Даже те, кто знал о ней лишь издалека.
Она умела портить людям жизнь качественно, профессионально, надолго и совершенно просто так.
Ради «чистого» искусства.
Ради красивого момента.
Такие люди весьма редки — как бы ни казалось окружающим.
И живут они, на удивление, долго.
Эта тётка, несмотря на буквальный букет совершенно смертельных болезней, тянувшихся с самого детства, дотянула до девяноста пяти.
Все очень удивились, когда она умудрилась поскользнуться на идеально очищенном зимнем тротуаре и удариться головой о невесть откуда взявшийся на асфальте небольшой камень.
Срок вышел.
Смерть её не смутила.
Но уходить не хотелось. Всё было ей здесь мило. Девятиэтажный советский дом с пахучим подъездом и тесными квартирками.
Подъезд был классический, девятиэтажный, советский — из тех, что строили не для жизни, а для учёта.
Серые стены, выкрашенные когда-то масляной краской цвета «грязная мята», давно покрылись потёками, царапинами и надписями, смысл которых утратился вместе с авторами. Где-то под потолком темнело пятно от давнего пожара или просто от времени — здесь это было одно и то же.
Лифт жил своей отдельной, шумной жизнью.
Он гремел, скрипел, вздыхал и трясся, словно каждый подъём был для него последним. Двери смыкались с металлическим стоном, а при остановке он обязательно делал маленький, подлый рывок — чтобы напомнить пассажирам, кто здесь главный.
Иногда лифт застревал.
Тогда подъезд наполнялся эхом матов, глухих ударов по дверям и приглушённого панического дыхания.
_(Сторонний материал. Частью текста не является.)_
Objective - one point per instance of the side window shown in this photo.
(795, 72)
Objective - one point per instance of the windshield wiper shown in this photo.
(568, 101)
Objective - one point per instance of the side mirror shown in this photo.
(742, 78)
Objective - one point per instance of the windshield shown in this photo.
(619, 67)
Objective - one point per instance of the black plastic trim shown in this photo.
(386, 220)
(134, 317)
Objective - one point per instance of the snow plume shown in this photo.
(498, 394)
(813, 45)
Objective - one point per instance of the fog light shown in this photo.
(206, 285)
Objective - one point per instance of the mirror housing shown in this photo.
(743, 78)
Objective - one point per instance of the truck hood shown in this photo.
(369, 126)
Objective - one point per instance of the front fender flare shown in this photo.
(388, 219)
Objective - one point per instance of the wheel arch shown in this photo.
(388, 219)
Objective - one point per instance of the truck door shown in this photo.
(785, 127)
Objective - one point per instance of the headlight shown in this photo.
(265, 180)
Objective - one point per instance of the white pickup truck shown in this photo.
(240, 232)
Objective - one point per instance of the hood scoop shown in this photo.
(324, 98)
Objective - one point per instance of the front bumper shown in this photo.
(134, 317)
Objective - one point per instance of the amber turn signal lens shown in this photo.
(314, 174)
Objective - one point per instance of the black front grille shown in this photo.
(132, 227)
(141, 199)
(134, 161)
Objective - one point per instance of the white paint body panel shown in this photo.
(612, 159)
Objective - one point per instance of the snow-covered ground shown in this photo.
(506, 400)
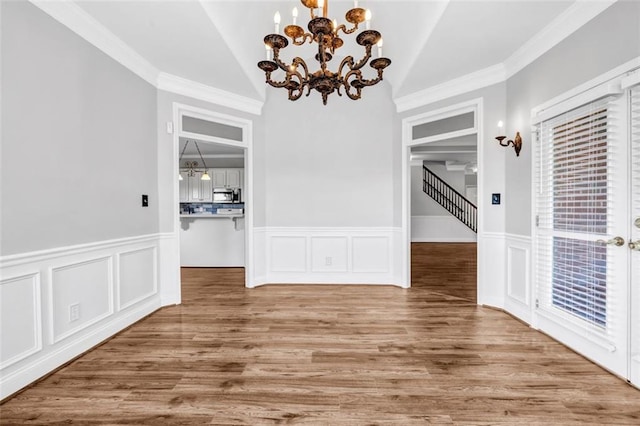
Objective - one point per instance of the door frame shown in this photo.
(474, 105)
(180, 110)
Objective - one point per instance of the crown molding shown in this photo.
(195, 90)
(84, 25)
(458, 86)
(80, 22)
(565, 24)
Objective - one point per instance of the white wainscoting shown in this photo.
(491, 269)
(111, 284)
(327, 255)
(440, 229)
(518, 296)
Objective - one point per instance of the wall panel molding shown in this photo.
(137, 279)
(20, 309)
(519, 294)
(88, 284)
(327, 255)
(45, 283)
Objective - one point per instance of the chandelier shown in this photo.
(326, 33)
(192, 165)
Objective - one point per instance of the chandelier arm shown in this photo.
(302, 39)
(348, 61)
(200, 154)
(183, 149)
(344, 29)
(299, 61)
(321, 52)
(347, 86)
(364, 60)
(276, 84)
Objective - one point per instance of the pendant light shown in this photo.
(192, 165)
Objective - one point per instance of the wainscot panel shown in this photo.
(138, 276)
(79, 287)
(327, 255)
(518, 295)
(84, 288)
(19, 318)
(491, 269)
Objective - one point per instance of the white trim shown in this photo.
(28, 373)
(43, 255)
(631, 79)
(408, 123)
(458, 86)
(153, 292)
(37, 314)
(80, 22)
(56, 349)
(582, 94)
(520, 307)
(356, 255)
(84, 25)
(180, 110)
(572, 19)
(565, 24)
(182, 86)
(53, 337)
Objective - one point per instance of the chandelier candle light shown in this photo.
(325, 33)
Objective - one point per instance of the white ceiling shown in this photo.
(432, 43)
(219, 42)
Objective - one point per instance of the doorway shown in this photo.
(587, 234)
(442, 142)
(221, 205)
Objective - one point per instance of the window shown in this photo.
(573, 203)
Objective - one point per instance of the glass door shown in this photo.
(581, 255)
(634, 245)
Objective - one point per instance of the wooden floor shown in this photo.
(331, 355)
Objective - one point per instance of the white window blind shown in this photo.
(573, 206)
(635, 209)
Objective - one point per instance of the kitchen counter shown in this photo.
(211, 216)
(207, 242)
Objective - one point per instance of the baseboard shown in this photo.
(43, 366)
(327, 255)
(65, 300)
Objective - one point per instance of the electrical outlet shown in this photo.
(74, 312)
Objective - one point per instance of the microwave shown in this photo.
(226, 195)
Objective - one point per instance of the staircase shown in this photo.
(455, 203)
Мусоропровод тянулся вдоль лестничных пролётов, как вертикальный кишечник дома.
Из его люков периодически тянуло кисловатым запахом гнили, капусты, кошачьей мочи и чего-то неопределимо старого — запахом всех прожитых здесь десятилетий. Иногда внутри что-то глухо падало, с металлическим звоном, и этот звук долго катился вниз, будто проваливаясь не в подвал, а куда-то глубже.
Лестница была тёмной даже днём.
Лампочки перегорали регулярно, и их либо забывали менять, либо выкручивали намеренно — из экономии или вредности. Перила липли к ладоням, ступени были истёрты до округлости, словно по ним годами таскали не людей, а тяжёлые, усталые судьбы.
Этот подъезд всё видел.
Скандалы, похороны, милицию, скорые, пьяные признания в любви, детские коляски, которые больше никогда не поднимались обратно.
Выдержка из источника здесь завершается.